Pantalone. Mo se me fe star zoso el fià.

Argentina. Dirò dunque, che la mia servitù...

Pantalone. Avanti.

Argentina. Principia ad essere amore.

Pantalone. A mi. Siccome il cielo mi concede la grada.... no, no digo ben, la grazia di potere ricompensare l’amorevole servitù di una fanciulla civile cinosura di questo ciglio. Così io son disposto, e pro... pro... proclive ad offerirvi la destra: non curando le ciarle dei sfaccendati, nè la cecità delli cianciatori... ci ci ciò ci ci ciò ci ci ciò... Son vostro, se volè, caro ben mio.

Argentina.
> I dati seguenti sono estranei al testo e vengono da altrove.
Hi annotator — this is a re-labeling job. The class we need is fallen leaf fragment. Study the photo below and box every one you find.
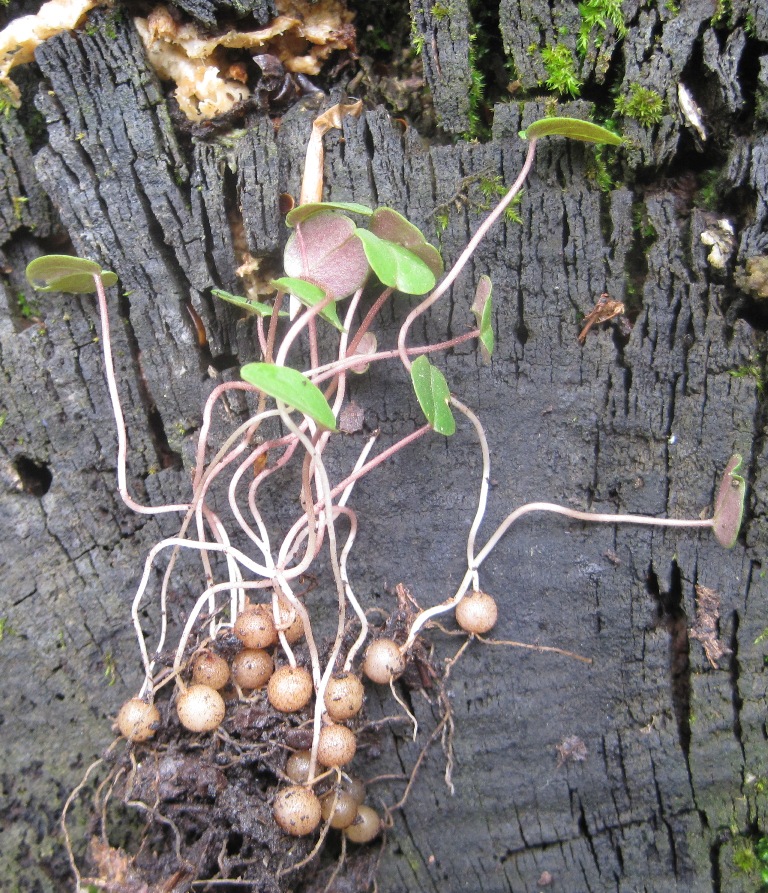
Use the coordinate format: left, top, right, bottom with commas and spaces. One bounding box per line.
690, 583, 731, 670
578, 292, 624, 344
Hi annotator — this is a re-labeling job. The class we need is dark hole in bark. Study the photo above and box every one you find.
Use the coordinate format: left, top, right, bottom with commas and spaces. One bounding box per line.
647, 562, 691, 756
13, 456, 53, 496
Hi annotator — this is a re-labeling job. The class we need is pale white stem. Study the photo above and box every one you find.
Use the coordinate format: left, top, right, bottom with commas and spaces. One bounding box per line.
275, 295, 340, 366
401, 502, 712, 652
475, 502, 712, 567
131, 537, 271, 697
397, 139, 536, 370
334, 508, 368, 673
450, 396, 491, 567
93, 273, 189, 515
173, 580, 269, 675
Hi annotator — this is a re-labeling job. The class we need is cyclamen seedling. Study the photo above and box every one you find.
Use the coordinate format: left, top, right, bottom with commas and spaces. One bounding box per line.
27, 118, 745, 884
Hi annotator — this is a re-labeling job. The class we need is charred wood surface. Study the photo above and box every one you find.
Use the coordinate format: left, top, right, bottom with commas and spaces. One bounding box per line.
0, 2, 768, 893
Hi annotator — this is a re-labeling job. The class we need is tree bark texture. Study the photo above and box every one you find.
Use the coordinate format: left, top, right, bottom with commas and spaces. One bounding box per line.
0, 0, 768, 893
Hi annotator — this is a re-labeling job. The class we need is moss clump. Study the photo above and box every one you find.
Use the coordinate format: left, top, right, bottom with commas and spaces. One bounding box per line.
541, 43, 581, 96
614, 84, 664, 127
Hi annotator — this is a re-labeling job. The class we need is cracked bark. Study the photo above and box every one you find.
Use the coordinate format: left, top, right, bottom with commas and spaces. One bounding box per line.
0, 2, 768, 893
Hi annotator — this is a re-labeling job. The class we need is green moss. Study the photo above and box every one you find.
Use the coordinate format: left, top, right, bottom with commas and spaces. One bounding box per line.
728, 357, 766, 394
541, 43, 581, 96
614, 84, 664, 127
709, 0, 733, 28
587, 146, 616, 192
11, 195, 29, 220
411, 18, 424, 56
694, 168, 721, 211
576, 0, 627, 56
16, 291, 40, 319
733, 835, 768, 884
104, 651, 117, 685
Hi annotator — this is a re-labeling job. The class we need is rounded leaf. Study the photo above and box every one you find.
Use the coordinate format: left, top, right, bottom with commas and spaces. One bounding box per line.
270, 276, 344, 332
27, 254, 117, 294
520, 118, 624, 146
211, 288, 288, 316
283, 211, 370, 301
357, 229, 436, 295
240, 363, 336, 431
368, 208, 444, 279
472, 276, 494, 363
712, 453, 747, 549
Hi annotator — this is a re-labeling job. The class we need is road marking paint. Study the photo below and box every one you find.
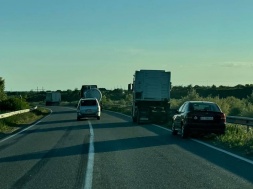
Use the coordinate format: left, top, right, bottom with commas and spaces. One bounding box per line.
84, 121, 95, 189
0, 109, 53, 143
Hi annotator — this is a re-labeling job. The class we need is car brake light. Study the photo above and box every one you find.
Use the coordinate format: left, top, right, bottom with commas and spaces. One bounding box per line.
221, 113, 226, 123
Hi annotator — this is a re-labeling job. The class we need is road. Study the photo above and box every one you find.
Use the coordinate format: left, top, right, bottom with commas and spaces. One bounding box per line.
0, 107, 253, 189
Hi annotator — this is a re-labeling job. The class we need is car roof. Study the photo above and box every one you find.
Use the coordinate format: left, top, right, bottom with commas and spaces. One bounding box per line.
187, 100, 216, 104
80, 98, 97, 101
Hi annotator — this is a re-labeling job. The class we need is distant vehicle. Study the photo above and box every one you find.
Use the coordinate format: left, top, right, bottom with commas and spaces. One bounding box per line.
128, 70, 171, 124
46, 92, 61, 106
80, 85, 102, 109
77, 98, 101, 120
80, 85, 98, 98
172, 101, 226, 138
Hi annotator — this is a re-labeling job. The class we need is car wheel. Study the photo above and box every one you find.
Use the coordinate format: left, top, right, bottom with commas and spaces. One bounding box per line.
171, 123, 177, 135
181, 125, 188, 138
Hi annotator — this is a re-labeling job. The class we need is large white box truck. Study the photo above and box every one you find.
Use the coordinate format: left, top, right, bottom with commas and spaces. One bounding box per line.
129, 70, 171, 124
46, 92, 61, 106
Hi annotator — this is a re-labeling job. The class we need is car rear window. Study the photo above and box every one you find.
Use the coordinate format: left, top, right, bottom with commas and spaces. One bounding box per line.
81, 100, 97, 106
189, 103, 220, 112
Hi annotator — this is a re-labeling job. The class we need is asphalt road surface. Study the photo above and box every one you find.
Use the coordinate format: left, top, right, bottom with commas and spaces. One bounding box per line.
0, 107, 253, 189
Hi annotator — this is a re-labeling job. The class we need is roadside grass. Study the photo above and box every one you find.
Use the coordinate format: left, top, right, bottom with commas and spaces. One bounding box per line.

Oh! questo non vi è nella parte.

Pantalone. Eh! se nol ghe xe, ghe lo metteremo.

Argentina. Tiriamo innanzi la scena.

Pantalone. Fazzo una fadiga da can.

Argentina. Voi dunque, signor Anselmo, non avreste difficoltà veruna di sposarmi.
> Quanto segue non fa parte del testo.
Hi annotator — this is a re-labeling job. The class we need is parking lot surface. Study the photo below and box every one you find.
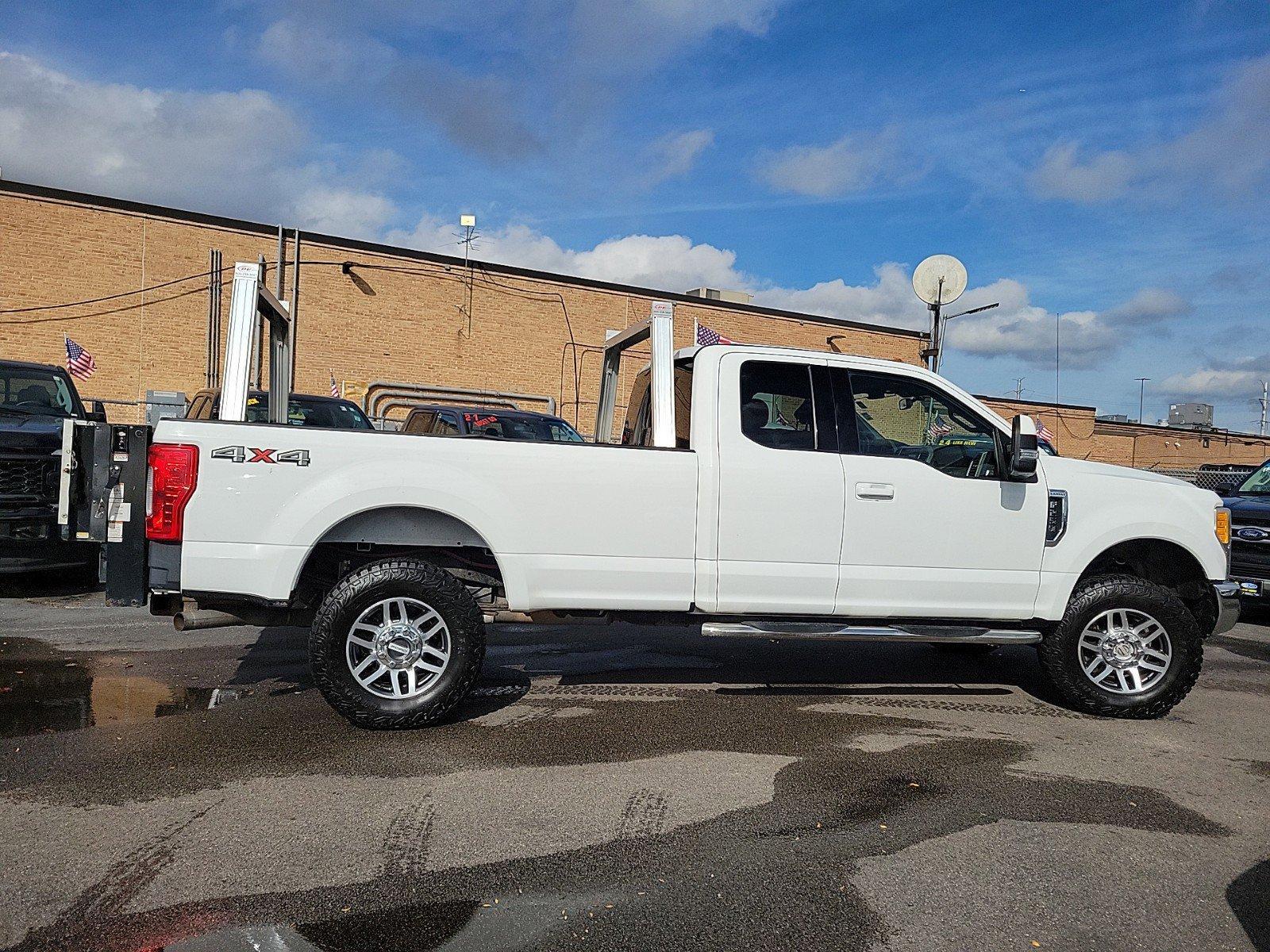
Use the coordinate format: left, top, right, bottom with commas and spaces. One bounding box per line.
0, 585, 1270, 952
Pantalone. No, cara fia, già ve l’ho detto.

Argentina. Ma prima di sposarmi, dovreste collocare le vostre figlie.

Pantalone. È vero. Approvo il consilgio di collocare le filgie, perchè vi è il perilgio di scompilgiare la mia familgia. Mo che diavolo de parole in il gio, in il gia, che me fa mastegar la lengua.

Argentina. Questa è una cosa che si potrebbe fare sul fatto.
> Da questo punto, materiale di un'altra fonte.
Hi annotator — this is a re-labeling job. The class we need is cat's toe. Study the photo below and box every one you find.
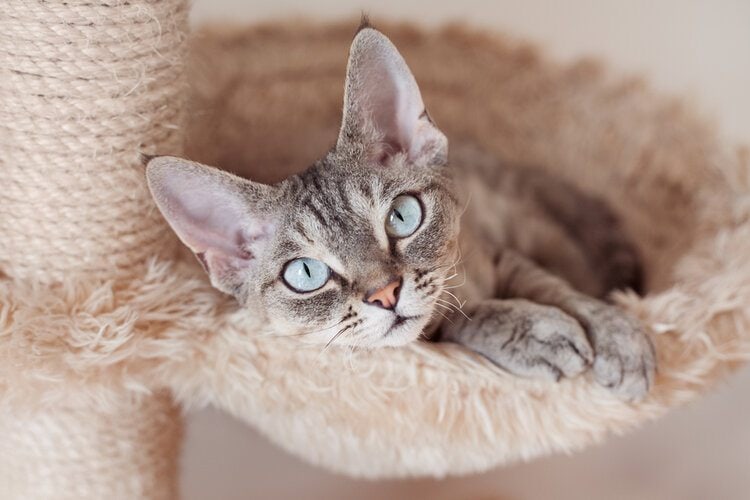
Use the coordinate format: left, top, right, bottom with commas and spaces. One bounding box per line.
593, 308, 656, 401
527, 312, 594, 380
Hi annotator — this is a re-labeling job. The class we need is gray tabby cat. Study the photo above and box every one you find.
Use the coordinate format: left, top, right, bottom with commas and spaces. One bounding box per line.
147, 26, 655, 399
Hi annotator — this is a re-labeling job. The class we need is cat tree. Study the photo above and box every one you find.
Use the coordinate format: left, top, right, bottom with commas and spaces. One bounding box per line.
0, 0, 750, 499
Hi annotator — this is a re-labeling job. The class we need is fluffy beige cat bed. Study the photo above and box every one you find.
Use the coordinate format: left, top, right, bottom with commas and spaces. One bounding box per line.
0, 0, 750, 498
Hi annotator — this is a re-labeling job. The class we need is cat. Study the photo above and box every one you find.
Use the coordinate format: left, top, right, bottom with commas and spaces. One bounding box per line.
146, 24, 656, 400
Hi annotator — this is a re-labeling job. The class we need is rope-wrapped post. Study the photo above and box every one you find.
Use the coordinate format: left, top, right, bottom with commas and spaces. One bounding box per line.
0, 0, 188, 499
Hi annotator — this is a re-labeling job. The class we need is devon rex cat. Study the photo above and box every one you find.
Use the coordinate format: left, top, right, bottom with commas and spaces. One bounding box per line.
147, 26, 655, 399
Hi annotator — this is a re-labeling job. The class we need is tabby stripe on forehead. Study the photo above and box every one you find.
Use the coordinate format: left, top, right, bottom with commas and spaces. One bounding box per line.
294, 221, 314, 244
359, 179, 372, 199
422, 182, 458, 205
336, 182, 352, 214
305, 199, 328, 227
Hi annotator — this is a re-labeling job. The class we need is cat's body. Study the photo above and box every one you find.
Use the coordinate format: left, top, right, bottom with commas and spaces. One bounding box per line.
147, 23, 655, 398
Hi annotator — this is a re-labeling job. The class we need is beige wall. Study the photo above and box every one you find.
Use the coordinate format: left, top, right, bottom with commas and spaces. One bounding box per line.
182, 0, 750, 500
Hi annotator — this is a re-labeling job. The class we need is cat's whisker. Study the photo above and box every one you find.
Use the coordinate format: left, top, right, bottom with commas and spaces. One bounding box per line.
435, 298, 471, 321
432, 309, 453, 324
269, 319, 346, 338
443, 287, 466, 307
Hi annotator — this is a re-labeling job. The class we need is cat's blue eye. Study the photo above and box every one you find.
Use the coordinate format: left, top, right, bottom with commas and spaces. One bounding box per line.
283, 257, 331, 292
385, 194, 422, 238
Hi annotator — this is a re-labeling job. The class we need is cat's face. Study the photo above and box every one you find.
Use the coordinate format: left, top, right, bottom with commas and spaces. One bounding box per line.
147, 28, 459, 347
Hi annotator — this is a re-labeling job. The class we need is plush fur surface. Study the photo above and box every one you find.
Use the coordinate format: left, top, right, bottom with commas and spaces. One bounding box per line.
0, 23, 750, 477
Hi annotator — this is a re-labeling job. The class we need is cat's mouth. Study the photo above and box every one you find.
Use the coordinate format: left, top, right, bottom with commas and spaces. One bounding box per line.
383, 314, 422, 338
Pantalone. Fazziamola, se pare a voi che si possa fare senza mettere le persone in orgasmo. Cossa diavolo voi dir orgasmo?

Argentina. Attendete un momento, che ora sono da voi.

Pantalone. Dove andate, bella fanciulla?

Argentina. Non mi dite bella, perchè mi fate arrossire.

Pantalone. Sì, sè bella, e sè le mie raise.

Argentina. E questo non vi è nella parte.

Pantalone. Ghe lo metto mi.

Argentina. Ora torno, signor Anselmo. (Bella cosa, che un matrimonio da scena si convertisse in un matrimonio da camera!) (da sè, e parte)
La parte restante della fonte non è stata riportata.